Methods:  This was a single-center randomized clinical trial in a nine-bed ICU of a level I trauma hospital. Inclusion criteria were patients with Pao2/Fio2<200 for >8 h while receiving oxygen by high-flow mask within the first 48 h after thoracic trauma. Patients were randomized to remain on high-flow oxygen mask or to receive NIMV. The interface was selected based on the associated injuries. Thoracic anesthesia was universally supplied unless contraindicated. The primary end point was intubation; secondary end points included length of hospital stay and survival. Statistical analysis was based on multivariate analysis.

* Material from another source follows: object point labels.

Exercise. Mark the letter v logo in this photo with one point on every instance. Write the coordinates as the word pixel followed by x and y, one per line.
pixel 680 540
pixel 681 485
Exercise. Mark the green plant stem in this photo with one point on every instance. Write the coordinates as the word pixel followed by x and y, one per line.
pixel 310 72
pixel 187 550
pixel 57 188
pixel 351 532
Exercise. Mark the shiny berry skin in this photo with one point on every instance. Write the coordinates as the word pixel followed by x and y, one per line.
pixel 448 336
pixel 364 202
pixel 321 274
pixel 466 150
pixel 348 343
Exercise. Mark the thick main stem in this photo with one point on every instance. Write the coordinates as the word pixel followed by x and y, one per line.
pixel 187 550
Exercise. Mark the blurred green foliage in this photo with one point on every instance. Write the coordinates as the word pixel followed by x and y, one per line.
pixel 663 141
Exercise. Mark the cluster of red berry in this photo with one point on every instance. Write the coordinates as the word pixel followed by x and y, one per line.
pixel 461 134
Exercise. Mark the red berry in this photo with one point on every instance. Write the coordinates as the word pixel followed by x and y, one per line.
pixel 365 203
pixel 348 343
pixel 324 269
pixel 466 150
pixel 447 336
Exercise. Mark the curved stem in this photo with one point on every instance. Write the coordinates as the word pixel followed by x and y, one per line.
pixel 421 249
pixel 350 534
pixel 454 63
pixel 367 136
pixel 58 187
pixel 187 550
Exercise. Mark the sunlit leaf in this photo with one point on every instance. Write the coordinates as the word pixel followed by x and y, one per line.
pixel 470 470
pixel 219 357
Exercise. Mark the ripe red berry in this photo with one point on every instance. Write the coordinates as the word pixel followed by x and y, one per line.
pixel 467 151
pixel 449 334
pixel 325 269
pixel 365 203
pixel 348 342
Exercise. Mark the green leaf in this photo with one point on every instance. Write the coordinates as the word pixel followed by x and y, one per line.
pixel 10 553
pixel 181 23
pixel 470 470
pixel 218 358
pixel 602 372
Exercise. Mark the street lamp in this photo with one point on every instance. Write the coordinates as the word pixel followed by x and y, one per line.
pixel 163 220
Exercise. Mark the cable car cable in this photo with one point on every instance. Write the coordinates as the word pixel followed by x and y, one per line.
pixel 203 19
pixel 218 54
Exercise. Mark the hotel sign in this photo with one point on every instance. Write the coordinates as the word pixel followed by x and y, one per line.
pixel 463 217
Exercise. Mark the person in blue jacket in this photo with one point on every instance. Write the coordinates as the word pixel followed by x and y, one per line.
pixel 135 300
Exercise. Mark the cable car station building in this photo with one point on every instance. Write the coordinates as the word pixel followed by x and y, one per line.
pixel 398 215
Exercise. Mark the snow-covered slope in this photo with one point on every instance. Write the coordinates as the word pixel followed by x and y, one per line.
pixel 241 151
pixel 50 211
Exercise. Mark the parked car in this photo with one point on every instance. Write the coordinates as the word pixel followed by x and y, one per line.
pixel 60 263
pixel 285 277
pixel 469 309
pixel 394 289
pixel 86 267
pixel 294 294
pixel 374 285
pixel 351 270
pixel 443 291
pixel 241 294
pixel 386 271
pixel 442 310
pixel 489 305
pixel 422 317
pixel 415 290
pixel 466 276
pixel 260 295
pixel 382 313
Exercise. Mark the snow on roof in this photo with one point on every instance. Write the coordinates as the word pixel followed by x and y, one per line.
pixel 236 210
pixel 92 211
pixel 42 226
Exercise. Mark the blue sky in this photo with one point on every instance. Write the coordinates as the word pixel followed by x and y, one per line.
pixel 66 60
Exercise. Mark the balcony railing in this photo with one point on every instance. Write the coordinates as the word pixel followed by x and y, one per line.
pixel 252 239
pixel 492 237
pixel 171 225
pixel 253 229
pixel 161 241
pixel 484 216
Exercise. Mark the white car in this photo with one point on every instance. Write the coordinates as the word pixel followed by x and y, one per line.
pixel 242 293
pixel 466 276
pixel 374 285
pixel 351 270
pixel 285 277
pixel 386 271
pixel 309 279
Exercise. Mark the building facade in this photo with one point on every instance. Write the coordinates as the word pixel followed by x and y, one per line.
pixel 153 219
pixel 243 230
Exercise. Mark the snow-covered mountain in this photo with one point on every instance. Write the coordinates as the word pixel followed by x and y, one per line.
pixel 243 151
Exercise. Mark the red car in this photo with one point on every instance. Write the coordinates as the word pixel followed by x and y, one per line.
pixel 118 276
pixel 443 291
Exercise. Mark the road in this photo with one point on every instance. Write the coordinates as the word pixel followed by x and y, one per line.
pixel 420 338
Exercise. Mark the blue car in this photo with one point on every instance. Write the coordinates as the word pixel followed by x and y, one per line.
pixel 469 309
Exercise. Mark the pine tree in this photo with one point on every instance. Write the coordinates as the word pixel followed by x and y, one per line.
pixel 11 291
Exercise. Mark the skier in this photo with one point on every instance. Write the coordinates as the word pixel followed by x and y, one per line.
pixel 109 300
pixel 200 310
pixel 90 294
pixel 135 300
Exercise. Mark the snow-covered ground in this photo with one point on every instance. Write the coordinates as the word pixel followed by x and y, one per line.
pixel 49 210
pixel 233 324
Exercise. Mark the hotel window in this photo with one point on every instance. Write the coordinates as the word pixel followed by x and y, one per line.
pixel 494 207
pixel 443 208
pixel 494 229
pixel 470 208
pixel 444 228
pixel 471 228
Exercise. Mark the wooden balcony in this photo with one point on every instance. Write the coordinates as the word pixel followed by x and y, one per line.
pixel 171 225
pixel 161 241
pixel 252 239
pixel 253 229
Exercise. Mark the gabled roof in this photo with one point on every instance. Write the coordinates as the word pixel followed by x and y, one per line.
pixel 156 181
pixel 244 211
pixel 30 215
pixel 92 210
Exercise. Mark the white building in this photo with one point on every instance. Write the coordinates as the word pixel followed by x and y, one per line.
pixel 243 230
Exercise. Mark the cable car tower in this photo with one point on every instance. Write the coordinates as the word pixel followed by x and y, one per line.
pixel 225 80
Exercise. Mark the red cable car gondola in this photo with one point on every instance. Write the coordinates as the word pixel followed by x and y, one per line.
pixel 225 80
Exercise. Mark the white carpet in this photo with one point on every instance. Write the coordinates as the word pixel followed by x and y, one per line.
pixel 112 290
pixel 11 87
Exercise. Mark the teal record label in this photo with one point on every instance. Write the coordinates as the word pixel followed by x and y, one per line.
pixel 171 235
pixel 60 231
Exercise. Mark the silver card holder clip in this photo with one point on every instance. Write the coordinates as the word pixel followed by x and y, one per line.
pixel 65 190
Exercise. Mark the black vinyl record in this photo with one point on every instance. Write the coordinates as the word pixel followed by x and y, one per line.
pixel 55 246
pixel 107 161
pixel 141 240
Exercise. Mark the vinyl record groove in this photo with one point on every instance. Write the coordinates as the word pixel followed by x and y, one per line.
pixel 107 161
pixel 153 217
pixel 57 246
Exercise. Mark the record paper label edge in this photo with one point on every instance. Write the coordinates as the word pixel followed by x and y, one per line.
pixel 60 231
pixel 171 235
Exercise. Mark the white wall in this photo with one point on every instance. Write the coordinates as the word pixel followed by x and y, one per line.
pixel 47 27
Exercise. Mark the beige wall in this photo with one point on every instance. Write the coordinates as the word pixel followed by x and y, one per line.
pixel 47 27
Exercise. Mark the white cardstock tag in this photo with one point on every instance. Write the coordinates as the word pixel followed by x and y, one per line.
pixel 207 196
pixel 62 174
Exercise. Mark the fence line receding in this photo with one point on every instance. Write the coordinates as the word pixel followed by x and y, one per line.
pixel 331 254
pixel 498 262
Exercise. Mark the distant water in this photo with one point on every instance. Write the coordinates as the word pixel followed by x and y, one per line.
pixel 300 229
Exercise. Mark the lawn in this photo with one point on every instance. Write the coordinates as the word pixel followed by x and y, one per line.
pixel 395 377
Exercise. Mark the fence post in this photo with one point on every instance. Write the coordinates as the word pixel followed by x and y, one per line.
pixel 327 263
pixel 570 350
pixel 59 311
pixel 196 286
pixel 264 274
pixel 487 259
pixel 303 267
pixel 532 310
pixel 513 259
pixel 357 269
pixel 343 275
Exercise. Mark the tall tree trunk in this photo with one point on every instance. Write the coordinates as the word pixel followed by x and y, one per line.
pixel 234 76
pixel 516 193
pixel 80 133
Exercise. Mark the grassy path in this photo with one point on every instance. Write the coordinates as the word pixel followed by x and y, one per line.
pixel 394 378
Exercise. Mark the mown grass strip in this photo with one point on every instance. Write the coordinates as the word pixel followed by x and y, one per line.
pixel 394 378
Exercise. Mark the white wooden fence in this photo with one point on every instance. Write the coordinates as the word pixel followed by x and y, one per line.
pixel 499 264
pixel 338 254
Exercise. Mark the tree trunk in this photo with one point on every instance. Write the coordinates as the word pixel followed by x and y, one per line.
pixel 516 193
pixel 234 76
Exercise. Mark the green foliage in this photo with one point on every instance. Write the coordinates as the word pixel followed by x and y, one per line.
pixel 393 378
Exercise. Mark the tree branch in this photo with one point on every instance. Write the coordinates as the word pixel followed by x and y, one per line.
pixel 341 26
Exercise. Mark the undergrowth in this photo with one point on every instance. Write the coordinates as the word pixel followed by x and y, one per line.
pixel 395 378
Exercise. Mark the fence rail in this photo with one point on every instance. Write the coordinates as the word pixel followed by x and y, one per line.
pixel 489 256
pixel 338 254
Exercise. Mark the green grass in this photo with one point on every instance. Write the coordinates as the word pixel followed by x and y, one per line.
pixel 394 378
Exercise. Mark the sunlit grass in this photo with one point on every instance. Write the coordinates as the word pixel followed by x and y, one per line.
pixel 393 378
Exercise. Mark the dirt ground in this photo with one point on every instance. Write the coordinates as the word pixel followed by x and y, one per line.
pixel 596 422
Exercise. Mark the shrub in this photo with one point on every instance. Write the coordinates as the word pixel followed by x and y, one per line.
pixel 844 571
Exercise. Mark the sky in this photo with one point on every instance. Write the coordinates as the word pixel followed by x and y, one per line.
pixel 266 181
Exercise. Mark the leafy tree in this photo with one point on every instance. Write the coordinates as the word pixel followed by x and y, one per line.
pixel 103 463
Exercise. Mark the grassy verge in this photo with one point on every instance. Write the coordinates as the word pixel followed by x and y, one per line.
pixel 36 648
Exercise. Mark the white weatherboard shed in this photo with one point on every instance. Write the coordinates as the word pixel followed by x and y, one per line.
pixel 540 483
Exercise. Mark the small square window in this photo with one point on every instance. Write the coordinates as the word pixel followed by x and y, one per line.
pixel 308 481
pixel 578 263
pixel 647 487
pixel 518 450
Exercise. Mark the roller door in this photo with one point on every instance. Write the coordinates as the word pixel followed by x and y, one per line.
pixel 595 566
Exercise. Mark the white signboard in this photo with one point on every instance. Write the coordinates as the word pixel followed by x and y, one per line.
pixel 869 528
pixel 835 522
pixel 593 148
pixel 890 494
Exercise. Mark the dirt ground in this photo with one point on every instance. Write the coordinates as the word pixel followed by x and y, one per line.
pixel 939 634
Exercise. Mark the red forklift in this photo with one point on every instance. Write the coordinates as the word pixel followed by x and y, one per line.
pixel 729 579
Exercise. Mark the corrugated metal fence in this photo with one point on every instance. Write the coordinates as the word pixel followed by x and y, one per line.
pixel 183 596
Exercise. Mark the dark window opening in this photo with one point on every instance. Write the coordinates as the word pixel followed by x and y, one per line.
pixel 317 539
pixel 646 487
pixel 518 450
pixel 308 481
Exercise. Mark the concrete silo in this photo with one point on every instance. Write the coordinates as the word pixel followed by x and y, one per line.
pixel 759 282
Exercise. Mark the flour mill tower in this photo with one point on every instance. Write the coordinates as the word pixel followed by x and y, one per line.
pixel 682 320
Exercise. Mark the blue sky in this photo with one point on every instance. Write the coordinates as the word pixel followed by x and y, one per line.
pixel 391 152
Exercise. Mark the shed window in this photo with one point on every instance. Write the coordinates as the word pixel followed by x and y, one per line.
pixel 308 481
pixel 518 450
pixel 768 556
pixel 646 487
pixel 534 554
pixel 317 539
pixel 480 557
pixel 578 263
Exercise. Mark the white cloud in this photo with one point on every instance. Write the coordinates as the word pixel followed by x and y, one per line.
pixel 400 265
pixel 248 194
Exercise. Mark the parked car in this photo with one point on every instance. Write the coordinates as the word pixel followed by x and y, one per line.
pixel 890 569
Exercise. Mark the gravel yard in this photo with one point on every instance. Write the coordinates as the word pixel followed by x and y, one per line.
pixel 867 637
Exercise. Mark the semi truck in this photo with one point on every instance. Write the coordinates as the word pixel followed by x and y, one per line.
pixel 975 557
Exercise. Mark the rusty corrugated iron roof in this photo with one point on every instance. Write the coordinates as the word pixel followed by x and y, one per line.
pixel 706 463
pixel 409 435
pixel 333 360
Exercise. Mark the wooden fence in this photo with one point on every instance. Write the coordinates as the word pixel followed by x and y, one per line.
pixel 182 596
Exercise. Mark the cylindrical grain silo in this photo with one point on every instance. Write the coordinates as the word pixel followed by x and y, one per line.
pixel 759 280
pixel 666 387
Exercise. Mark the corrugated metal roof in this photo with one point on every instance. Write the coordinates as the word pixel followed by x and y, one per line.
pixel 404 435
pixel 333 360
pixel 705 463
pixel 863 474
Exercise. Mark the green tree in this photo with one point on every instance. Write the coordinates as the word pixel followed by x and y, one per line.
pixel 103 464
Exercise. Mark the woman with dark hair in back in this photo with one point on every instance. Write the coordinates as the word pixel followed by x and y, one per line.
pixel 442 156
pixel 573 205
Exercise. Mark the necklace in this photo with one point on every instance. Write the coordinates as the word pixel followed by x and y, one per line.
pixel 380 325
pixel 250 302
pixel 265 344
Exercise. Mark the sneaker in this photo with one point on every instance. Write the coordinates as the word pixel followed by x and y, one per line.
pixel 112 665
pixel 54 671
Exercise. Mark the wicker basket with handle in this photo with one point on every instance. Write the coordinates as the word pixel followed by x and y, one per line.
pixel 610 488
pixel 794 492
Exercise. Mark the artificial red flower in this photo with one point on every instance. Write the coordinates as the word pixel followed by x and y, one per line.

Results:  After 25 patients were enrolled in each group, the trial was prematurely stopped for efficacy because the intubation rate was much higher in controls than in NIMV patients (10 [40%] vs 3 [12%], P = .02). Multivariate analysis adjusted for age, gender, chronic heart failure, and Acute Physiology and Chronic Health Evaluation II at admission revealed NIMV as the only variable independently related to intubation (odds ratio, 0.12; 95% CI, 0.02-0.61; P = .01). Length of hospital stay was shorter in NIMV patients (14 vs 21 days P = .001), but no differences were observed in survival or other secondary end points.

Conclusion:  NIMV reduced intubation compared with oxygen therapy in severe thoracic trauma-related hypoxemia.

Trial registration:  clinicaltrials.gov; identifier: NCT 00557752.